American spies collected information last summer revealing that senior Russian intelligence and political officials were discussing how to exert influence over Donald J. Trump through his advisers, according to three current and former American officials familiar with the intelligence.

If leftists now want to claim every unverified whisper leaked out of the intelligence community is true, George W. Bush and his intelligence sources on Iraq would really appreciate an apology.

Apparently, this is what now qualifies as “breaking news” for the mainstream media.
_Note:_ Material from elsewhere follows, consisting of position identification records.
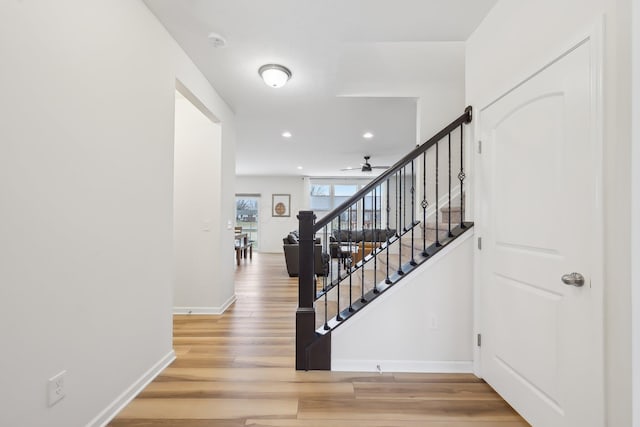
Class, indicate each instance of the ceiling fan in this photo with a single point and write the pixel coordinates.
(366, 166)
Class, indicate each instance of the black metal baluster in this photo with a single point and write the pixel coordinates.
(413, 213)
(401, 226)
(363, 253)
(424, 204)
(450, 234)
(327, 246)
(461, 177)
(388, 279)
(374, 206)
(340, 260)
(437, 194)
(351, 258)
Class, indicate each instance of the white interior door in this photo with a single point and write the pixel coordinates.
(542, 338)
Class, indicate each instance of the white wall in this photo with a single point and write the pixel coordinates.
(635, 213)
(422, 324)
(86, 160)
(516, 39)
(197, 187)
(273, 229)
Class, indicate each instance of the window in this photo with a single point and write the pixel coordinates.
(247, 215)
(326, 196)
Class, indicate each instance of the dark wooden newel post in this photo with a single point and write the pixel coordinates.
(305, 315)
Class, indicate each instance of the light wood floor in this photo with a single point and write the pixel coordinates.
(238, 370)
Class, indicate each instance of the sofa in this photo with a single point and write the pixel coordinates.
(291, 248)
(368, 238)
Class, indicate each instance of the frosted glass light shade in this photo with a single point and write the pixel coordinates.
(274, 75)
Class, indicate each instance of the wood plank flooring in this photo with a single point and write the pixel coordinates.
(238, 370)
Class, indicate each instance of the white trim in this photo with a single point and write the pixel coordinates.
(205, 310)
(635, 213)
(416, 366)
(104, 417)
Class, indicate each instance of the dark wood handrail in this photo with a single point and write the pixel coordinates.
(463, 119)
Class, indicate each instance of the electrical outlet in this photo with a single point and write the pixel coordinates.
(55, 388)
(433, 322)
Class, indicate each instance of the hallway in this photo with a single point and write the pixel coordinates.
(238, 370)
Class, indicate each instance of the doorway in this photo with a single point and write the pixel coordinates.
(541, 270)
(248, 217)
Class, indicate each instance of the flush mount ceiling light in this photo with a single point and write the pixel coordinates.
(274, 75)
(217, 40)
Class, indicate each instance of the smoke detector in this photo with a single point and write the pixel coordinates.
(217, 40)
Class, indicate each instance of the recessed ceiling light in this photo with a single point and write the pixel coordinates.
(274, 75)
(217, 40)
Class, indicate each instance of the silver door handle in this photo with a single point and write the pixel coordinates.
(573, 279)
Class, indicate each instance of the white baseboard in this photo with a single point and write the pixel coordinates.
(205, 310)
(464, 367)
(130, 393)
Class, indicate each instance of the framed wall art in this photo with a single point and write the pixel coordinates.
(281, 205)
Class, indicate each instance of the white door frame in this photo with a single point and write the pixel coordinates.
(595, 36)
(635, 212)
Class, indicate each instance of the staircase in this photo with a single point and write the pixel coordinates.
(410, 212)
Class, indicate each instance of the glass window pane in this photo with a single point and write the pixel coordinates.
(320, 190)
(321, 203)
(345, 190)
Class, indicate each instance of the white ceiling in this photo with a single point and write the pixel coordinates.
(358, 65)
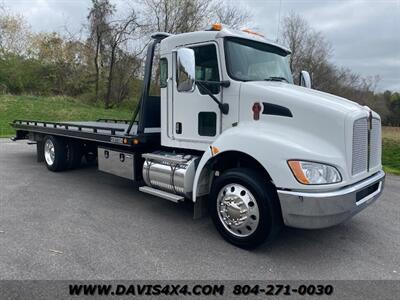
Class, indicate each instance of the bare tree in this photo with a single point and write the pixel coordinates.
(98, 18)
(120, 32)
(14, 33)
(233, 16)
(175, 16)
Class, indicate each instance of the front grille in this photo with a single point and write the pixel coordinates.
(360, 146)
(366, 149)
(375, 144)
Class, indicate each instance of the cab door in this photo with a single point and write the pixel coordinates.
(196, 117)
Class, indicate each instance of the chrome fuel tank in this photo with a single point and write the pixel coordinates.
(170, 172)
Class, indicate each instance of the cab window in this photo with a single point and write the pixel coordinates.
(207, 66)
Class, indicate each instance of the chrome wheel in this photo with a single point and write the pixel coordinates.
(238, 210)
(49, 152)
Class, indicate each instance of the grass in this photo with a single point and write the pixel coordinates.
(70, 109)
(52, 109)
(391, 149)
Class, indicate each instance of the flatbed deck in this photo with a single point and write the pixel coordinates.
(103, 131)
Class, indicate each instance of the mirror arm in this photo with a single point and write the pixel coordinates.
(224, 83)
(224, 107)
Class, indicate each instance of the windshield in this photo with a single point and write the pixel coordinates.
(254, 61)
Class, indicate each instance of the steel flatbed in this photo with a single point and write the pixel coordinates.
(109, 131)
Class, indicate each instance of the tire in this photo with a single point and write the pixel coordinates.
(244, 194)
(74, 154)
(55, 153)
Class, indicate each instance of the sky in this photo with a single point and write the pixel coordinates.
(364, 34)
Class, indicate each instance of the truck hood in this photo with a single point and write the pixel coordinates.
(320, 125)
(298, 95)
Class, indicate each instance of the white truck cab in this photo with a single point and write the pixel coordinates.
(238, 135)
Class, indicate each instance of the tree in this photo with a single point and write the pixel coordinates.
(98, 17)
(233, 16)
(178, 16)
(310, 50)
(120, 32)
(14, 34)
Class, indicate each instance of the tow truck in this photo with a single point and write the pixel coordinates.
(232, 133)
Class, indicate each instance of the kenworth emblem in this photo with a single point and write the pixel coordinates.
(118, 140)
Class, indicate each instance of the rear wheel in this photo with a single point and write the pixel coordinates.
(244, 208)
(55, 153)
(74, 154)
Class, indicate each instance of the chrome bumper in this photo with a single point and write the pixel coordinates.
(325, 209)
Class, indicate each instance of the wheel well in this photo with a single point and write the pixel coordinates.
(236, 159)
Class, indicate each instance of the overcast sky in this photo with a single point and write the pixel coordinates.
(365, 35)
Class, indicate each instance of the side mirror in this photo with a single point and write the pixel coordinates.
(305, 79)
(185, 70)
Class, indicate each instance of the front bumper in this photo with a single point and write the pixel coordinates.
(324, 209)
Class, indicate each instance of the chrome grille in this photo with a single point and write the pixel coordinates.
(375, 144)
(360, 146)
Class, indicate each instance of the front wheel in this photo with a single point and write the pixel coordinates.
(244, 208)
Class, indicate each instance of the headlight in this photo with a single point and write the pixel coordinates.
(314, 173)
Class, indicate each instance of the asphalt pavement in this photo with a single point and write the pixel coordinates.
(84, 224)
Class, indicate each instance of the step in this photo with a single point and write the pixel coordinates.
(161, 194)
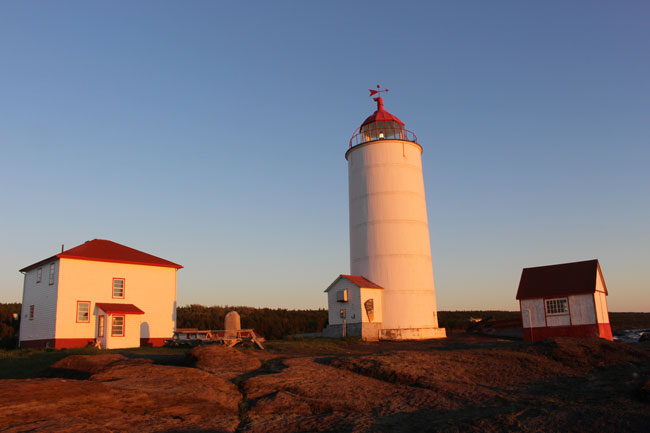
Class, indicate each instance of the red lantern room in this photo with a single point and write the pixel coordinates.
(381, 125)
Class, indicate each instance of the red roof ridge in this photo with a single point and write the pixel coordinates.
(361, 282)
(103, 250)
(563, 279)
(115, 308)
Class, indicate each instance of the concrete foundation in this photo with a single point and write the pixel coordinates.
(373, 332)
(412, 333)
(365, 331)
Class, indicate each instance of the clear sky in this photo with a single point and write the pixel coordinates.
(213, 134)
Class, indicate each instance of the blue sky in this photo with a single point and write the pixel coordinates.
(213, 134)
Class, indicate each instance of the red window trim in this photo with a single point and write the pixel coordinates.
(77, 318)
(546, 315)
(123, 288)
(123, 316)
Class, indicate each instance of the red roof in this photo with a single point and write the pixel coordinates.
(108, 251)
(361, 282)
(559, 280)
(381, 115)
(111, 308)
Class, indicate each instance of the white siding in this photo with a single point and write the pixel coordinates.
(150, 288)
(44, 298)
(352, 307)
(582, 309)
(376, 295)
(532, 312)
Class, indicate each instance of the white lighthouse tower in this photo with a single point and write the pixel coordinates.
(390, 253)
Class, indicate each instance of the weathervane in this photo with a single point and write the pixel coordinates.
(378, 99)
(374, 92)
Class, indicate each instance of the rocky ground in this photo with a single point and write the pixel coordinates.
(463, 383)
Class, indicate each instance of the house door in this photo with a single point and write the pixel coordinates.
(100, 326)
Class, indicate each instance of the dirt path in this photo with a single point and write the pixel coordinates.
(464, 383)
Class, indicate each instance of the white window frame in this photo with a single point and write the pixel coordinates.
(556, 306)
(82, 319)
(51, 274)
(119, 326)
(123, 288)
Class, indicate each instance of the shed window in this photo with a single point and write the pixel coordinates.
(83, 311)
(117, 326)
(118, 287)
(557, 306)
(51, 273)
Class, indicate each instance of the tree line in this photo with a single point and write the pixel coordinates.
(275, 323)
(271, 323)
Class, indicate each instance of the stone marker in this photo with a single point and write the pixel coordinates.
(232, 325)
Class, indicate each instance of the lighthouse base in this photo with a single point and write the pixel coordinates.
(412, 333)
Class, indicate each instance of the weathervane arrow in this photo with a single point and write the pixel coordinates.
(374, 92)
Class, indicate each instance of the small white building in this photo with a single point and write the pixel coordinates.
(98, 291)
(355, 308)
(564, 300)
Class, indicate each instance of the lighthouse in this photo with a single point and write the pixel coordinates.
(390, 292)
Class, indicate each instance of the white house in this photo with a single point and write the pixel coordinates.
(98, 291)
(355, 308)
(565, 300)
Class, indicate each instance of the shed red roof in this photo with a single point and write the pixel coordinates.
(108, 251)
(559, 280)
(361, 282)
(112, 308)
(381, 115)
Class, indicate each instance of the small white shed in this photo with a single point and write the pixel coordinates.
(355, 308)
(564, 300)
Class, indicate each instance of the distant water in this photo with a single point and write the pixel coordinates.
(630, 335)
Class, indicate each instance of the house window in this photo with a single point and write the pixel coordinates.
(51, 273)
(118, 287)
(100, 326)
(557, 306)
(83, 311)
(117, 326)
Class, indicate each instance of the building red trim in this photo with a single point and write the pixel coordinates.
(600, 330)
(64, 256)
(123, 288)
(605, 330)
(57, 343)
(152, 342)
(113, 316)
(77, 318)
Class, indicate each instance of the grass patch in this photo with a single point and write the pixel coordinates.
(298, 345)
(31, 363)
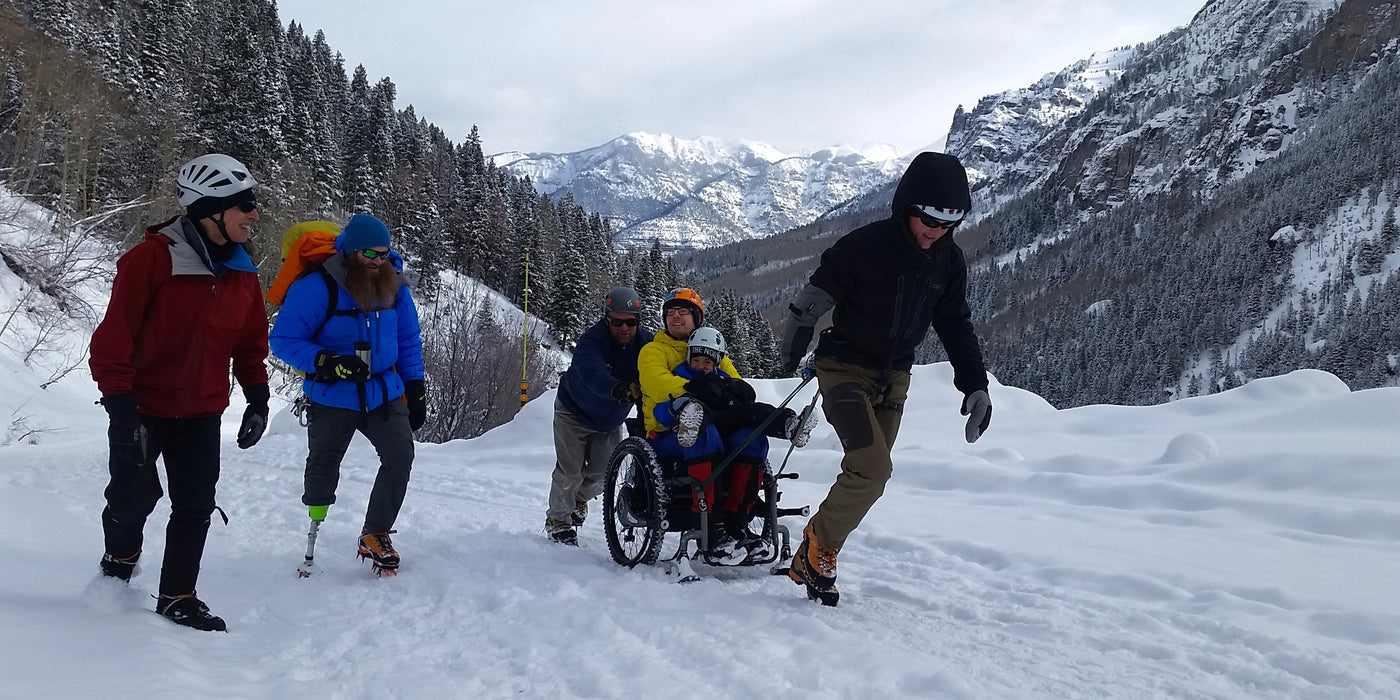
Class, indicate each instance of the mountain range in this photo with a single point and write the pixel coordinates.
(1173, 217)
(704, 192)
Eye-catching clickbait headlines founded on merely anonymous sources and leaks from unnamed US officials.

As the Daily Wire‘s Robert Kraychik noted, The Washington Post’s anonymously sourced, unverified article, “Trump revealed highly classified information to Russian foreign minister and ambassador,” prompted its rambunctious employees to regale with ecstasy as their report went viral, applauding their smug-selves like Al Qaeda’s mission-control on 9/11.

These unnamed sources comprising the “deep state” might indeed be infused with contempt for Donald Trump in their desire to undermine his presidency through their barrage of leaks to the media, but it’s the mainstream media itself that is elevating gossip girls to national truth tellers.